La comarca de Guadamojete, que hoy en día comprende el litoral de El Rosario, entre Bocacangrejo y Radazul, tenía cuatro danzas (de cintas), cada una con sus peculiaridades: la de El Sobradillo, la del Tablero, la de La Esperanza y la de marinos de El Chorrillo.

Este investigador de temas etnográficos, entre otros asuntos, reconoce que no se sabe nada a ciencia sobre los orígenes de cada una de ellas, aunque se presume que vinieron de la península. El tronco común de todas ellas es la coreografía.

"Se conocían todas por el nombre genérico de danza, yo les puse el lugar para localizarlas en un enclave concreto. El dato más antiguo que tenemos es del siglo XVI, que vienen de la península después de la conquista. Se instalan aquí y se adaptan a la realidad insular con el toque del tambor que es el tajaraste, que dicen que proviene de los guanches. Hay un proceso de sincretismo cultural".

Aquel sonido del tambor o el pandero y la pita (flauta) marcaba el ritmo a los doce bailarines que formaban el grupo, además del que portaba la pértiga de la que salían las cintas que enrollaban en la misma al danzar.

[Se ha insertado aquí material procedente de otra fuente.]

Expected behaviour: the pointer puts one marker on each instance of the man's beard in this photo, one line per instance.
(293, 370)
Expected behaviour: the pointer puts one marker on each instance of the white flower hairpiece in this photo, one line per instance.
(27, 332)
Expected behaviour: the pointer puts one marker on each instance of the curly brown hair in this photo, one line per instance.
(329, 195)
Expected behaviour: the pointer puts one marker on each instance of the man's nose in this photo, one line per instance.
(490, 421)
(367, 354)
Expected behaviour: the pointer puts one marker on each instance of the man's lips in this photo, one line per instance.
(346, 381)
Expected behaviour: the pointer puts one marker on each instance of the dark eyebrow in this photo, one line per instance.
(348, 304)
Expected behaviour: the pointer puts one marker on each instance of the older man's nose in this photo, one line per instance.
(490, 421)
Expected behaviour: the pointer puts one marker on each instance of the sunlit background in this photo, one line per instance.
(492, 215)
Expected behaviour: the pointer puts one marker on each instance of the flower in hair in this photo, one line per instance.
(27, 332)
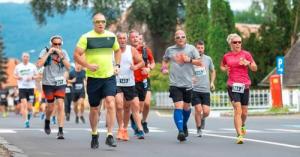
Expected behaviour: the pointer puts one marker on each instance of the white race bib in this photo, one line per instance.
(124, 80)
(238, 87)
(200, 71)
(78, 86)
(60, 80)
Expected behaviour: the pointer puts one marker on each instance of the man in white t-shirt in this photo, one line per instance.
(26, 73)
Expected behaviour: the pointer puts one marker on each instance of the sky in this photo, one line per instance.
(236, 5)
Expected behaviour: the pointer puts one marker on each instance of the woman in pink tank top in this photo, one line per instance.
(236, 64)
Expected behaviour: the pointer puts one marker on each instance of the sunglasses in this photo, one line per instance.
(236, 42)
(99, 21)
(56, 44)
(180, 37)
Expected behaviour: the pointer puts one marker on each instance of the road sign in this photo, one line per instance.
(280, 65)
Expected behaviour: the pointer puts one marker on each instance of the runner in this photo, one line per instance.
(3, 100)
(182, 57)
(202, 86)
(78, 82)
(26, 73)
(56, 62)
(236, 63)
(126, 89)
(142, 81)
(99, 46)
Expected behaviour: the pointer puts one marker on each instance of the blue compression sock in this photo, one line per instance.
(186, 116)
(178, 119)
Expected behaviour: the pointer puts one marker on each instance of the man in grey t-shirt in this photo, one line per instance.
(202, 87)
(181, 57)
(55, 62)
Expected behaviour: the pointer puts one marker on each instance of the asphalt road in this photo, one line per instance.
(277, 136)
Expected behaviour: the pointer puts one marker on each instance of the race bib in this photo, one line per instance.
(68, 90)
(124, 80)
(60, 80)
(238, 87)
(200, 71)
(78, 86)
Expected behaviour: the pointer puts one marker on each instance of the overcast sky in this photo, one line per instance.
(235, 4)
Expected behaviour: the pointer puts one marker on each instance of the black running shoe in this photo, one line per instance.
(47, 127)
(95, 142)
(181, 136)
(202, 123)
(77, 120)
(60, 135)
(110, 141)
(186, 131)
(145, 127)
(82, 119)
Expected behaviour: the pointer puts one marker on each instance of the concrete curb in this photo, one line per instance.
(12, 150)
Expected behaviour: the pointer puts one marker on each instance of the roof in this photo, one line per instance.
(291, 77)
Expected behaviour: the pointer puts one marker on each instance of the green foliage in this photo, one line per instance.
(197, 20)
(159, 82)
(3, 61)
(41, 9)
(221, 24)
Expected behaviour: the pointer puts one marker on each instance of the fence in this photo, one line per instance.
(258, 100)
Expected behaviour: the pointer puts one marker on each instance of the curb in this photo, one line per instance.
(11, 150)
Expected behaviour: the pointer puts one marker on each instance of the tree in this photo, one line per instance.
(41, 9)
(3, 61)
(221, 24)
(161, 19)
(197, 20)
(283, 23)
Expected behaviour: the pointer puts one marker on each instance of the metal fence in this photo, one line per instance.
(259, 100)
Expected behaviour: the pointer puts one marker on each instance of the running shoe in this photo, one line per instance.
(199, 132)
(110, 141)
(140, 134)
(95, 142)
(145, 127)
(53, 120)
(243, 129)
(60, 135)
(125, 135)
(186, 131)
(240, 139)
(47, 127)
(181, 136)
(27, 125)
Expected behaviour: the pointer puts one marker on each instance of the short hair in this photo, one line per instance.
(200, 42)
(231, 36)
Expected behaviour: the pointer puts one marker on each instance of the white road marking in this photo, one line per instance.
(7, 131)
(254, 140)
(163, 115)
(286, 130)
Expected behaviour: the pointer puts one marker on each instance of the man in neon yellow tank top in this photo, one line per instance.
(101, 49)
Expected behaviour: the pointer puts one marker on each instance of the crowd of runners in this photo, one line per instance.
(113, 72)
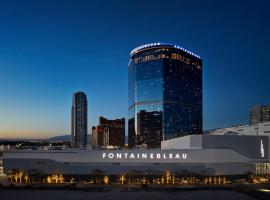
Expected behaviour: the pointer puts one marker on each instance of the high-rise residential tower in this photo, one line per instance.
(165, 94)
(259, 114)
(109, 132)
(79, 120)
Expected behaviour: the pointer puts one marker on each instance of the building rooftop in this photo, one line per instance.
(146, 46)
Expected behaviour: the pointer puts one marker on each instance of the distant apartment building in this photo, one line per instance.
(109, 133)
(79, 120)
(259, 114)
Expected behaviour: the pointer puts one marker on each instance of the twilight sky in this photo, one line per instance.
(50, 49)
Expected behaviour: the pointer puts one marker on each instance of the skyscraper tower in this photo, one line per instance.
(165, 94)
(79, 120)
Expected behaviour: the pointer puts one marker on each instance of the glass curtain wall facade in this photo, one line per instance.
(79, 120)
(165, 94)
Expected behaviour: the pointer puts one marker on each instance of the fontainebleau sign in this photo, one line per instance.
(163, 156)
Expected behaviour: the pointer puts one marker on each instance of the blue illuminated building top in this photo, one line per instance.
(158, 44)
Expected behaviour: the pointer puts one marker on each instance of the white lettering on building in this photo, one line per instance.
(150, 156)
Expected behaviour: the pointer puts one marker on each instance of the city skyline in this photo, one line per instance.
(44, 44)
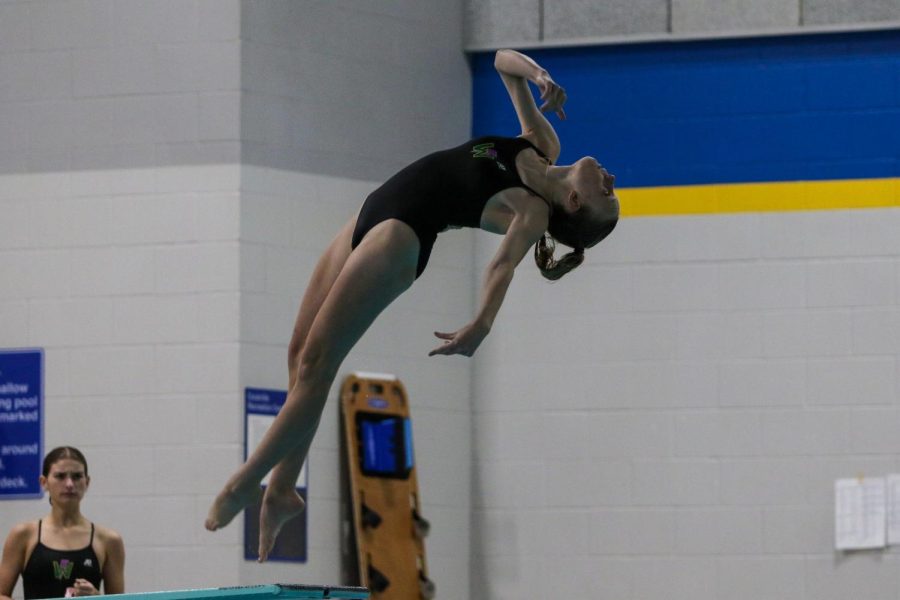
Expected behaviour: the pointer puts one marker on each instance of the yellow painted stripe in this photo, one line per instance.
(759, 197)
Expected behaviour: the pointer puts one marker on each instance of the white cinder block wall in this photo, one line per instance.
(166, 184)
(669, 420)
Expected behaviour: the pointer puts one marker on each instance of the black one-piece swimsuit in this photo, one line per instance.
(445, 189)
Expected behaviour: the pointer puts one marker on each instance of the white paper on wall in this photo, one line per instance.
(860, 507)
(893, 509)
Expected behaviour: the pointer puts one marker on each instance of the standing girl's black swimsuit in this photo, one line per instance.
(445, 189)
(49, 572)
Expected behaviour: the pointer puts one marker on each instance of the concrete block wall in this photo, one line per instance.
(94, 84)
(672, 425)
(531, 23)
(668, 420)
(160, 227)
(129, 281)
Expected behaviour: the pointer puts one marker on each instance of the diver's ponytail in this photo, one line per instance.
(551, 268)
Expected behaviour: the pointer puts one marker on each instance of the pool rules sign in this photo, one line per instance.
(21, 423)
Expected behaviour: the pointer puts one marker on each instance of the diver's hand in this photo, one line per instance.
(552, 94)
(464, 341)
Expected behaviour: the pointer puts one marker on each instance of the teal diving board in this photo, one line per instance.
(274, 591)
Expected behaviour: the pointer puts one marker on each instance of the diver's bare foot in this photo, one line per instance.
(230, 501)
(277, 509)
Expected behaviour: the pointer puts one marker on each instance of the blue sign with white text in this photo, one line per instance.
(21, 423)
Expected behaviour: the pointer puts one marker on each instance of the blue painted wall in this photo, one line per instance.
(796, 108)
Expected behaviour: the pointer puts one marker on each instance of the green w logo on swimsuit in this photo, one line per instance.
(484, 151)
(63, 569)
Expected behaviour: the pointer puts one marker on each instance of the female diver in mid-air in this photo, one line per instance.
(505, 185)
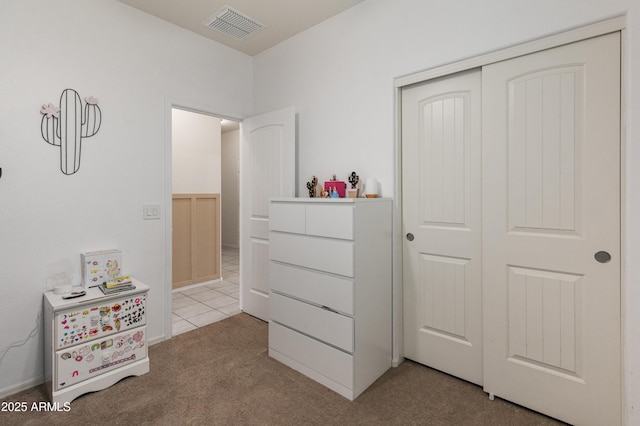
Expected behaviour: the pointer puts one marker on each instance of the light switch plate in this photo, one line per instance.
(150, 211)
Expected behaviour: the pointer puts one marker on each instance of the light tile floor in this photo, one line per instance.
(204, 304)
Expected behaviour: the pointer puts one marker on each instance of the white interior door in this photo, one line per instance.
(551, 196)
(441, 181)
(267, 170)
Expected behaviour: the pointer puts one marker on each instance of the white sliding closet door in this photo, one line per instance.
(551, 231)
(441, 150)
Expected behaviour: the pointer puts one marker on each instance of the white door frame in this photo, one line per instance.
(171, 103)
(593, 30)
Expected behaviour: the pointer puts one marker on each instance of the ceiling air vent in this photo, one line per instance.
(233, 23)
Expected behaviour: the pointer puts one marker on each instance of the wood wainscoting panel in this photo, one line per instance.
(196, 238)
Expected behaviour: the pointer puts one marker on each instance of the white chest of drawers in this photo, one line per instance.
(331, 284)
(93, 341)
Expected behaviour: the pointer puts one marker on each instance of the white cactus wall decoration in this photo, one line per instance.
(65, 126)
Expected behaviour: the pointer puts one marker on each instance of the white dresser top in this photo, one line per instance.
(93, 294)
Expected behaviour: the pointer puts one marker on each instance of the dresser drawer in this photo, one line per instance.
(287, 217)
(315, 287)
(107, 317)
(325, 360)
(330, 220)
(91, 359)
(334, 256)
(322, 324)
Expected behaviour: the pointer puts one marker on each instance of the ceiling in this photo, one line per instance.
(281, 18)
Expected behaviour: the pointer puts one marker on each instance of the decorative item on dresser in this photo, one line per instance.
(93, 341)
(330, 278)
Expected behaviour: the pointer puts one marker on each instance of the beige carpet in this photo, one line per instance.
(221, 374)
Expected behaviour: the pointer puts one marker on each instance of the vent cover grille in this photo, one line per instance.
(233, 23)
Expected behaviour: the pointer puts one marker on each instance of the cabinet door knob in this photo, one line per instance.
(602, 257)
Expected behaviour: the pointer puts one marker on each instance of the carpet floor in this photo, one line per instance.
(221, 374)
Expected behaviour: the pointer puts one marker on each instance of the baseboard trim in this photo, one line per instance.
(8, 391)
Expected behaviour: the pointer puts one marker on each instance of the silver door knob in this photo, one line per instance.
(602, 257)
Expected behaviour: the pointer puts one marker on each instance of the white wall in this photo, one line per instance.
(134, 64)
(231, 188)
(339, 75)
(196, 155)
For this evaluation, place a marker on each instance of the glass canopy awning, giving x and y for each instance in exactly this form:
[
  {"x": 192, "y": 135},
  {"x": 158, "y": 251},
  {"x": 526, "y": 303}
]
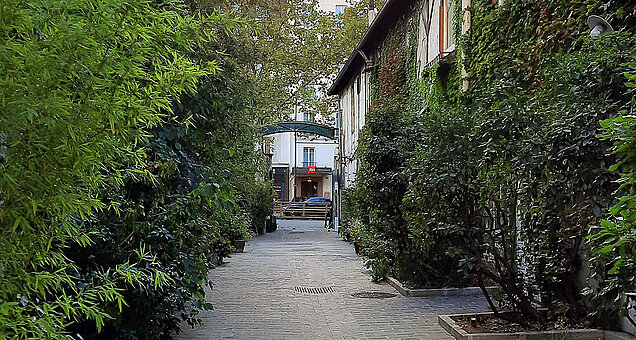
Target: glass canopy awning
[{"x": 306, "y": 127}]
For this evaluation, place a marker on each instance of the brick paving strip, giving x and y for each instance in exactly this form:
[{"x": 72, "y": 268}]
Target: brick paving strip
[{"x": 299, "y": 283}]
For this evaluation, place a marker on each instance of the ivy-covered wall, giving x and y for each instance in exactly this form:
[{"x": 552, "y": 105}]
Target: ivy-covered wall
[{"x": 507, "y": 182}]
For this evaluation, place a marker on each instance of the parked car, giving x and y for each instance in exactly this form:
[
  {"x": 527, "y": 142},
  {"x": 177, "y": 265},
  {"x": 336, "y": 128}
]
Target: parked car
[{"x": 296, "y": 209}]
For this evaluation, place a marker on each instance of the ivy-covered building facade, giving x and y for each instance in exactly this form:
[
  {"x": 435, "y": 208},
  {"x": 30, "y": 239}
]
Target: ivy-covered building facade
[{"x": 478, "y": 145}]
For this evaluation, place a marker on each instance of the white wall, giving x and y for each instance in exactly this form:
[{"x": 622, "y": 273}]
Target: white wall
[{"x": 354, "y": 104}]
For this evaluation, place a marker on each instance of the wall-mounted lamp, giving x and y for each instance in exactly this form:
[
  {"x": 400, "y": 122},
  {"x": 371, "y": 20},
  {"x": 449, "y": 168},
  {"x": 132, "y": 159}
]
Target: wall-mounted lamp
[{"x": 599, "y": 26}]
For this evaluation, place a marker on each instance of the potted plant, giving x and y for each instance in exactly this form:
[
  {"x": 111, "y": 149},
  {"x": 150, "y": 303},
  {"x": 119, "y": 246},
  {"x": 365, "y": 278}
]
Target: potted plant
[{"x": 238, "y": 234}]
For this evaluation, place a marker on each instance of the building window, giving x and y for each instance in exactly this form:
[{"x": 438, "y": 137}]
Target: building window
[
  {"x": 309, "y": 157},
  {"x": 447, "y": 18},
  {"x": 353, "y": 108}
]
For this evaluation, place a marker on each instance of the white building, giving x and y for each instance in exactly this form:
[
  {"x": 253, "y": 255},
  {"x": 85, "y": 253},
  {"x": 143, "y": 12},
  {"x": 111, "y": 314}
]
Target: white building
[{"x": 303, "y": 164}]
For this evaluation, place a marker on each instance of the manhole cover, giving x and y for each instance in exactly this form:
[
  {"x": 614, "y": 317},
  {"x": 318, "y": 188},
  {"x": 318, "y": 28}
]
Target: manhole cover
[
  {"x": 373, "y": 295},
  {"x": 313, "y": 290}
]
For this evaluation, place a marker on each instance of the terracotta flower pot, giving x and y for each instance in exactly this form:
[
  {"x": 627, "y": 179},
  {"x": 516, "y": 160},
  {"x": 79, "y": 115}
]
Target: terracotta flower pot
[{"x": 239, "y": 245}]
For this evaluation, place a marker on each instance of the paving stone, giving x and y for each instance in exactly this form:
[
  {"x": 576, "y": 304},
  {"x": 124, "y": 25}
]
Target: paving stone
[{"x": 254, "y": 296}]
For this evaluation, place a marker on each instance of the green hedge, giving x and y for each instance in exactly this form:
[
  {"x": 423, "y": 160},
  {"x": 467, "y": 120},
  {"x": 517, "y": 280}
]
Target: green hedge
[{"x": 504, "y": 182}]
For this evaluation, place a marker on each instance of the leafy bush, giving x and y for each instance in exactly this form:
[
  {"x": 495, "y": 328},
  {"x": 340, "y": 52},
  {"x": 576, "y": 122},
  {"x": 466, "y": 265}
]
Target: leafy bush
[
  {"x": 500, "y": 183},
  {"x": 615, "y": 240},
  {"x": 82, "y": 82},
  {"x": 198, "y": 189}
]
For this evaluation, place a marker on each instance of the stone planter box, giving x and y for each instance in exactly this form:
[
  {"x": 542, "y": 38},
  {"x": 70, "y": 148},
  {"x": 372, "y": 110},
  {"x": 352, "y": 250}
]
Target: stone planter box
[
  {"x": 570, "y": 334},
  {"x": 239, "y": 245},
  {"x": 438, "y": 291}
]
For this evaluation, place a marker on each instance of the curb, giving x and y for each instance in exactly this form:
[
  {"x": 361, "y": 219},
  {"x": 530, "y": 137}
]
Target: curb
[
  {"x": 459, "y": 333},
  {"x": 438, "y": 291}
]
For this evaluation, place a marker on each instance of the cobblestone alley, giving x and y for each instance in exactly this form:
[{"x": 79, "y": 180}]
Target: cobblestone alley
[{"x": 259, "y": 294}]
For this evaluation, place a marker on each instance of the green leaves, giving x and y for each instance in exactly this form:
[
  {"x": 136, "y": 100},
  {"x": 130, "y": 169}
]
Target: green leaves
[{"x": 80, "y": 84}]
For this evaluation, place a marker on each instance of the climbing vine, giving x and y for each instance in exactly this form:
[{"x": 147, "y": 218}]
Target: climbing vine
[{"x": 503, "y": 182}]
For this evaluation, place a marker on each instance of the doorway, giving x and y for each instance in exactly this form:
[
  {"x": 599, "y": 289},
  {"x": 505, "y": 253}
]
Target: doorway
[{"x": 308, "y": 189}]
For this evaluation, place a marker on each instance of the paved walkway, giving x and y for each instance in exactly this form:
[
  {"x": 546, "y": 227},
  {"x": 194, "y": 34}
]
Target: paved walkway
[{"x": 255, "y": 294}]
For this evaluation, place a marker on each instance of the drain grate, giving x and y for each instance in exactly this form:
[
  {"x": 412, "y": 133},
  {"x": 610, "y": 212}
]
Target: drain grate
[
  {"x": 374, "y": 295},
  {"x": 313, "y": 290}
]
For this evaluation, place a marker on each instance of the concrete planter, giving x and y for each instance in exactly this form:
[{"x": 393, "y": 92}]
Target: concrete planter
[
  {"x": 438, "y": 291},
  {"x": 358, "y": 247},
  {"x": 239, "y": 245},
  {"x": 574, "y": 334}
]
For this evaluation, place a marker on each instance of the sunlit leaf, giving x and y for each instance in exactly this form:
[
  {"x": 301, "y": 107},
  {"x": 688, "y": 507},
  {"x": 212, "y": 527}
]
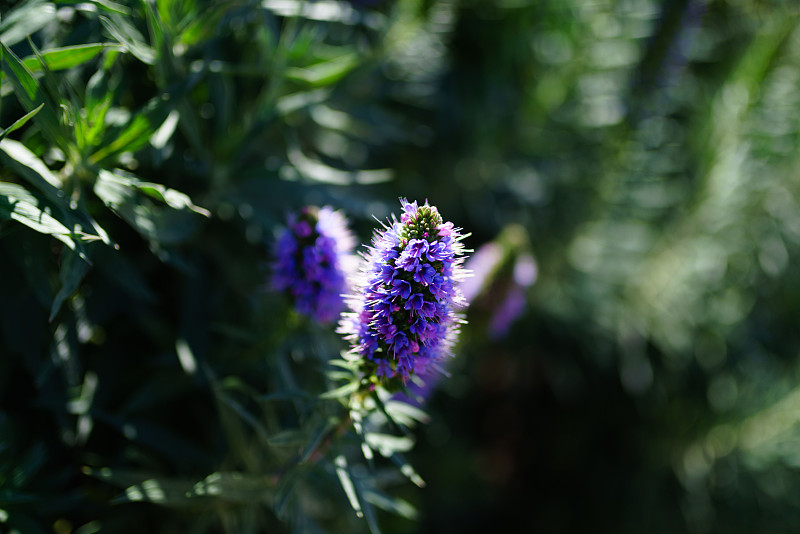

También eran muy peculiares las vestimentas. Los de El Tablero y El Sobradillo llevaba pantalón y camisa de lona blanca, y sobre el pecho y la espalda cruzaban cintas de variados colores que sujetaban con unos alfileres a la altura de las caderas.

Los de La Esperanza tenían un pantalón oscuro, azul marino o negro, una camisa blanca con dos cintas de colores con un alfiler en las caderas y un singular tocado en la cabeza con la boina de los campesinos de la zona con un ramilletes de flores de colores y por detrás un penacho de cintas que les colgaban hasta la espalda.

Por otro lado, la Danza de los Marinos de El Chorrillo, cuyos intérpretes iban ataviados con uniformes de marinos, hacían como la representación de una especie de desfile militar y formaban en fila. Había una sargento, un capitán y llevaban un barco, como los de la romería de Tegueste.

Esta labor de recuperación de parte del acervo cultural, de las costumbres y el folclore de El Rosario y sus diferentes núcleos poblacionales realizada por Marcos Reyes se sustenta, sobre todo, en los testimonios orales de más de medio centenar de personas, con edades comprendidas entre los 60 y los 102 años, como los tuvo José Aldón, que colaboraron con él en esta loable tarea de reconstruir una realidad que yace en el pasado, pero que ha quedado escrito.